China Just Made Crypto Transactions Fully Illegal

China Just Made Crypto Transactions Fully Illegal

After spending the past few months rounding up an untold number of crypto criminals across China, it looks like local authorities have finally had enough. The People’s Bank of China posted a terse notice on its blog on Friday morning where the financial regulator made its stance pretty clear: Any crypto-related transactions are considered “illicit financial activity,” and are 100% illegal. Yes, even if you’re working with offshore exchanges. Yes, even dogecoin. (Sorry, Elon.)

The notice highlights cryptocurrency mainstays bitcoin and ethereum as examples of what the country’s trying to stamp out. Roughly translated, the Bank defines both of these as virtual currencies that are issued by non-monetary authorities, use encryption technology, distributed accounts or similar technologies, and exist in digital form.” These currencies, it goes on, don’t have the same status as legal tender and “cannot be circulated in the market” as, well, actual currency.

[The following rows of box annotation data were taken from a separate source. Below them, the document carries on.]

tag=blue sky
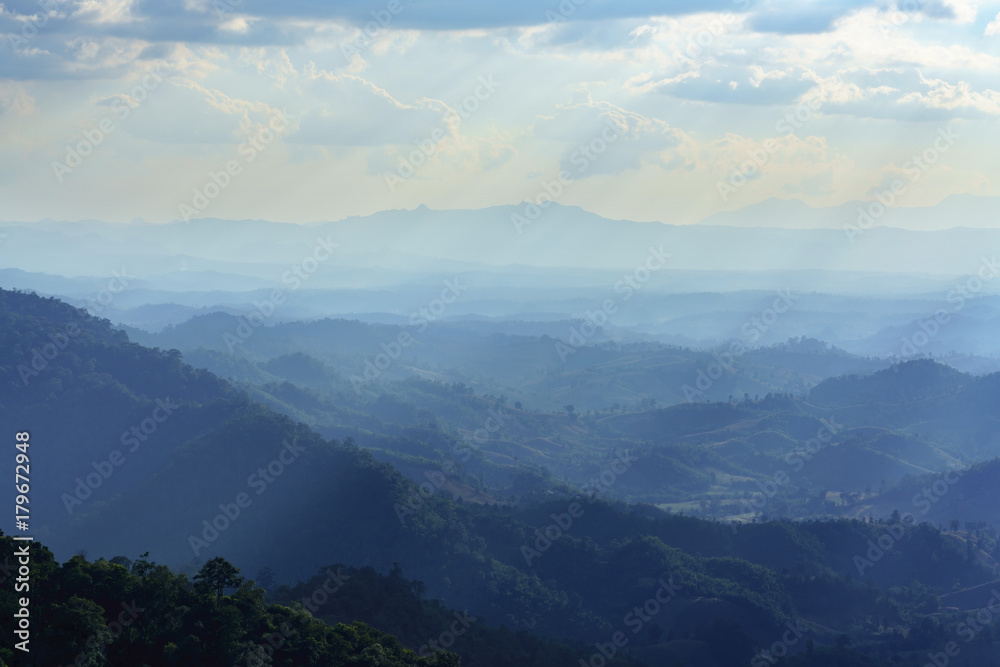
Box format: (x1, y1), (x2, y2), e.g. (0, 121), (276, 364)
(0, 0), (1000, 223)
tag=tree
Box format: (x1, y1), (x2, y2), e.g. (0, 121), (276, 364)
(194, 556), (243, 602)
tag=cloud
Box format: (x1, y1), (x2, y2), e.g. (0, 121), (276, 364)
(534, 91), (691, 178)
(630, 64), (817, 105)
(288, 71), (450, 147)
(983, 13), (1000, 37)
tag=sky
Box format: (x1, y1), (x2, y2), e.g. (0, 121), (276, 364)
(0, 0), (1000, 224)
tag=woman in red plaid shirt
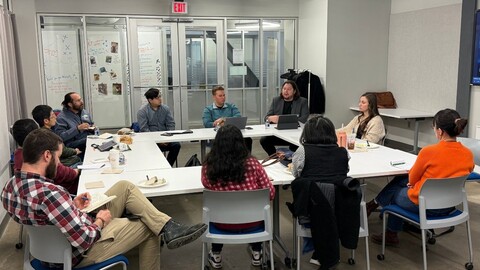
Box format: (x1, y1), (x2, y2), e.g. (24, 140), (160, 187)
(202, 125), (275, 269)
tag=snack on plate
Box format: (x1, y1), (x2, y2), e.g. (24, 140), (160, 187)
(120, 135), (133, 144)
(117, 128), (133, 135)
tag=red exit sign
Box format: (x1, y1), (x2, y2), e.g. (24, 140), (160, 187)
(172, 2), (188, 14)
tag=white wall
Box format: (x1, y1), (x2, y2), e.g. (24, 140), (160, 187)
(385, 0), (461, 146)
(322, 0), (390, 127)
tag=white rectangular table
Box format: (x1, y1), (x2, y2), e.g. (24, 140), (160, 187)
(350, 107), (435, 154)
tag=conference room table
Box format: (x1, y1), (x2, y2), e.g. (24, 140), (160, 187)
(78, 125), (416, 264)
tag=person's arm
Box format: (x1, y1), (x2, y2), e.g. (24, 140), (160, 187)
(137, 107), (150, 132)
(251, 158), (275, 201)
(298, 97), (310, 123)
(362, 115), (385, 143)
(45, 191), (101, 252)
(337, 115), (358, 134)
(292, 145), (305, 178)
(202, 106), (215, 128)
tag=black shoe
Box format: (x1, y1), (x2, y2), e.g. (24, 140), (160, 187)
(162, 220), (207, 249)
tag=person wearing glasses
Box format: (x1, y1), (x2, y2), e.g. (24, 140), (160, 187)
(137, 88), (180, 165)
(53, 92), (95, 156)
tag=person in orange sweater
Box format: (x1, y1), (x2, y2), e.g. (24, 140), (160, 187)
(367, 109), (475, 245)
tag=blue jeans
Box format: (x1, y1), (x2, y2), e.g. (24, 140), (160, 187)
(375, 175), (455, 232)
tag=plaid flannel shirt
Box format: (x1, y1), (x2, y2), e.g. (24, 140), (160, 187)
(2, 171), (101, 265)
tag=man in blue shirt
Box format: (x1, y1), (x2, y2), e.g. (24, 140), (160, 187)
(203, 86), (252, 152)
(137, 88), (180, 165)
(53, 92), (95, 159)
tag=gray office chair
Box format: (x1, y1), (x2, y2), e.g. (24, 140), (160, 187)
(377, 175), (473, 270)
(202, 189), (274, 269)
(293, 200), (370, 270)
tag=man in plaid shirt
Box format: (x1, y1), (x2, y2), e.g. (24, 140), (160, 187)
(1, 129), (207, 269)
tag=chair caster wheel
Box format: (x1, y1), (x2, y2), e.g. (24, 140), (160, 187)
(292, 259), (297, 269)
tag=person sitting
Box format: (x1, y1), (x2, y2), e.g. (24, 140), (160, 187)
(53, 92), (95, 157)
(12, 119), (80, 194)
(32, 105), (82, 166)
(337, 93), (385, 143)
(290, 115), (361, 269)
(202, 86), (252, 152)
(367, 109), (475, 245)
(1, 129), (207, 269)
(137, 88), (181, 165)
(202, 125), (275, 269)
(260, 80), (309, 155)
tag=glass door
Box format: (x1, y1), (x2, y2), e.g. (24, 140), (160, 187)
(130, 19), (224, 129)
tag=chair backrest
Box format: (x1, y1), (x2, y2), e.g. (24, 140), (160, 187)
(203, 189), (271, 228)
(457, 137), (480, 165)
(24, 225), (72, 269)
(418, 175), (468, 212)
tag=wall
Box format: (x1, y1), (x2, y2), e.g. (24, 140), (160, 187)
(385, 1), (461, 146)
(318, 0), (390, 127)
(12, 0), (298, 117)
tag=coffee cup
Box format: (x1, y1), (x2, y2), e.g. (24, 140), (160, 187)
(108, 149), (120, 169)
(347, 134), (355, 150)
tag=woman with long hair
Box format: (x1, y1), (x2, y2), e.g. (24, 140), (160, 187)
(202, 125), (275, 269)
(367, 109), (475, 245)
(337, 93), (385, 143)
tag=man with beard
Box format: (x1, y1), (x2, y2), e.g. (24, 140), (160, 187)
(12, 118), (79, 194)
(54, 92), (95, 157)
(1, 129), (207, 269)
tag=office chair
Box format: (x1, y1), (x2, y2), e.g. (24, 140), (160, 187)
(293, 200), (370, 270)
(23, 225), (128, 270)
(377, 175), (473, 270)
(202, 189), (274, 269)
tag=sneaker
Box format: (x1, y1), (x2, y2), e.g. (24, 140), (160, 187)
(250, 248), (262, 266)
(310, 258), (320, 266)
(208, 250), (222, 269)
(162, 220), (207, 249)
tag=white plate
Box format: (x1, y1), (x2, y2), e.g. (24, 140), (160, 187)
(137, 178), (167, 188)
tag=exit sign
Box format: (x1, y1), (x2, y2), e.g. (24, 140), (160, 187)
(172, 2), (188, 14)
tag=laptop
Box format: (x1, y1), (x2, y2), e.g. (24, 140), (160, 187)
(225, 116), (247, 130)
(276, 114), (298, 130)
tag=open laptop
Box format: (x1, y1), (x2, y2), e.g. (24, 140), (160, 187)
(276, 114), (298, 130)
(225, 116), (247, 130)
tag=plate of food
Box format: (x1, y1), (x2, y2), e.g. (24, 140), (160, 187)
(137, 176), (167, 188)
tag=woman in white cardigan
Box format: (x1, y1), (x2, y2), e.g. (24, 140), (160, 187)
(337, 93), (385, 143)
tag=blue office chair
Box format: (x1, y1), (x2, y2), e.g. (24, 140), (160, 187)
(377, 175), (473, 270)
(23, 225), (128, 270)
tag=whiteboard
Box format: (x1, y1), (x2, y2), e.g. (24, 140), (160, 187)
(42, 30), (82, 109)
(87, 30), (129, 128)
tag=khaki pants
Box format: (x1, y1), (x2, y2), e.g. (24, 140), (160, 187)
(77, 181), (170, 269)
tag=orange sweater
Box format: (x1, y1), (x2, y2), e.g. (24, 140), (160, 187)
(408, 141), (475, 205)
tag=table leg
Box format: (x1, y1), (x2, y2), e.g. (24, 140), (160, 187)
(413, 119), (420, 154)
(273, 185), (290, 260)
(200, 140), (207, 163)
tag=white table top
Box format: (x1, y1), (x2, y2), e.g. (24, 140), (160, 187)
(350, 106), (435, 119)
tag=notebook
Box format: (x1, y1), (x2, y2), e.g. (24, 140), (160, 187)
(225, 116), (247, 129)
(276, 114), (298, 130)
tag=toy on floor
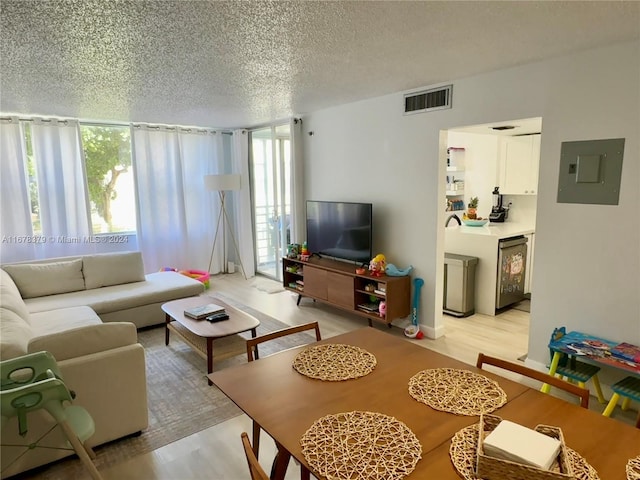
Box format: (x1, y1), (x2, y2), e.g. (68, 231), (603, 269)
(160, 267), (211, 290)
(385, 263), (413, 277)
(369, 253), (387, 277)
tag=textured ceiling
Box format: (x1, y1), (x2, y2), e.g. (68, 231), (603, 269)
(0, 0), (640, 128)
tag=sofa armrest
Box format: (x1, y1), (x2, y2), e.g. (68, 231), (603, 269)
(28, 322), (138, 361)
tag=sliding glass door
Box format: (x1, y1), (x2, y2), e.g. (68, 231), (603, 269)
(251, 123), (291, 280)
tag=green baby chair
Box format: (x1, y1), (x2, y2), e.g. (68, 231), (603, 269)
(0, 352), (102, 480)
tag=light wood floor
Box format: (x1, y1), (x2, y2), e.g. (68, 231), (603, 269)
(101, 273), (529, 480)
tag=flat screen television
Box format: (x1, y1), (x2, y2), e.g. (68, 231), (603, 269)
(307, 200), (373, 263)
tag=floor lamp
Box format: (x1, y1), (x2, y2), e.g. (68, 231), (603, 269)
(204, 174), (247, 278)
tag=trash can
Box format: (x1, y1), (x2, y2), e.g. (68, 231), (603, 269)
(442, 253), (478, 317)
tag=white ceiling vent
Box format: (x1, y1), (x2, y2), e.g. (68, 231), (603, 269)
(404, 85), (453, 114)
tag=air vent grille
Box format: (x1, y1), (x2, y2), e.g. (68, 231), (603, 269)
(404, 85), (453, 113)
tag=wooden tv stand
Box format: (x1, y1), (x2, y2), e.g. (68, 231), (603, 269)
(282, 257), (411, 326)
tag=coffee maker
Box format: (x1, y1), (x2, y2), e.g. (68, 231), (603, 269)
(489, 187), (509, 223)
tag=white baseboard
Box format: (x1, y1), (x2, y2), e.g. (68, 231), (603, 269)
(420, 324), (444, 340)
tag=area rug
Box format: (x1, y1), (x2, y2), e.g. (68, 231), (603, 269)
(251, 278), (284, 293)
(20, 293), (315, 480)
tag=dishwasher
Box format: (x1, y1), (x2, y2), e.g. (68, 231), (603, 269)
(496, 236), (527, 309)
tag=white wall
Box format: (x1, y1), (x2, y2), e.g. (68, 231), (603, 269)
(304, 41), (640, 362)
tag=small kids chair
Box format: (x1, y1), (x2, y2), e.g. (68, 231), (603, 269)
(0, 352), (102, 480)
(602, 377), (640, 428)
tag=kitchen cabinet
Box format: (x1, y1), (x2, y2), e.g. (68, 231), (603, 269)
(446, 147), (465, 212)
(498, 134), (540, 195)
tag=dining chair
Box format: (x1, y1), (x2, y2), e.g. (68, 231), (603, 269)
(549, 327), (607, 404)
(247, 322), (322, 458)
(476, 353), (589, 408)
(240, 432), (269, 480)
(0, 351), (102, 480)
(602, 376), (640, 428)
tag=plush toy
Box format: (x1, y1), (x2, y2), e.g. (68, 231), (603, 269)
(378, 301), (387, 318)
(369, 253), (387, 277)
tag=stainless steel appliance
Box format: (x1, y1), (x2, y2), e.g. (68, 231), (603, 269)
(489, 187), (509, 222)
(496, 236), (527, 309)
(442, 253), (478, 317)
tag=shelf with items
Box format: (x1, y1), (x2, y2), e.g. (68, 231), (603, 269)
(282, 257), (411, 323)
(445, 198), (465, 212)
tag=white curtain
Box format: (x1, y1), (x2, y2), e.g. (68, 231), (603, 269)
(31, 118), (93, 257)
(290, 118), (307, 243)
(131, 125), (222, 273)
(0, 117), (36, 263)
(131, 125), (189, 272)
(228, 130), (256, 278)
(178, 130), (224, 273)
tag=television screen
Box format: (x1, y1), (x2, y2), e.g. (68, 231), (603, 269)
(307, 200), (373, 263)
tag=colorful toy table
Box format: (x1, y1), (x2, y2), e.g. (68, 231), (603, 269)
(542, 332), (640, 393)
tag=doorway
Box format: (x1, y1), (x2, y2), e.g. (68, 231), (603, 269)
(250, 123), (291, 281)
(440, 117), (542, 316)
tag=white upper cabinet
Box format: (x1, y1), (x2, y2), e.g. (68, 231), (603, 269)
(498, 134), (540, 195)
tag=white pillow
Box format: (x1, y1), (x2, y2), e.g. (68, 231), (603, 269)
(2, 258), (85, 298)
(82, 252), (145, 290)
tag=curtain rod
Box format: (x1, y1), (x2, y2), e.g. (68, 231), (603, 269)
(0, 115), (233, 135)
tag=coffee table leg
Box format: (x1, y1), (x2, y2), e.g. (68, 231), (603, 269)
(207, 337), (213, 386)
(251, 328), (260, 360)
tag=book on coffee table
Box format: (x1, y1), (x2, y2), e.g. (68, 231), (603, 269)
(184, 303), (224, 320)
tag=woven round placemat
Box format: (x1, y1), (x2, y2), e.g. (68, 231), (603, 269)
(409, 368), (507, 415)
(627, 455), (640, 480)
(449, 423), (600, 480)
(293, 343), (377, 382)
(300, 411), (422, 480)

Chinese authorities have become increasingly hawkish on crypto since 2017, when the country first banned initial coin offerings. The People’s Bank of China subsequently banned any websites and exchanges dedicated to hosting these offerings. Then it banned the country’s financial institutions from dabbling in crypto. Naturally, none of this stopped crypto enthusiasts from getting their hands on their sweet, sweet tokens nor did it stave off a huge mining boom.

Estimates show that up to 75% of the world’s bitcoin mining happened in China before a major crackdown this year. The country’s cheap electricity in hydropower hubs like Sichuan and coal-powered provinces like Inner Mongolia led to massive mining warehouses becoming an increasingly common sight. This past summer, 26 Sichuan mining farms got their hydroelectricity access cut off as part of the ongoing crypto crackdown while Inner Mongolia banned mining outright.

Bitcoin mining is a resource-intensive enterprise that guzzles more electricity than some small countries; its carbon footprint is huge, as is its pollution problem — and at least one study has shown real human health risks associated with proximity to these warehouses mining digital dollars. In part, these environmental concerns are what drove Chinese authorities to start their years-long crusade in the first place (the other part was crypto’s prevalence in money-laundering schemes).

Texas power companies have already been pushed to their breaking point this year, and some have already started buckling under the new surge of mining operations. How the new ban in China impacts mining operations and emissions tied to bitcoin and other cryptocurrencies remains to be seen. But in the U.S., at least, bitcoiners have found a warm welcome in some places.

A number of China’s bitcoin miners have come to the U.S., adding to a growing mine industry from Texas to upstate New York. Sen. Ted Cruz has been vocal about deregulating cryptocurrencies, and Miami’s mayor has also said he would be happy to have miners and crypto enthusiasts call the city sinking into the sea home.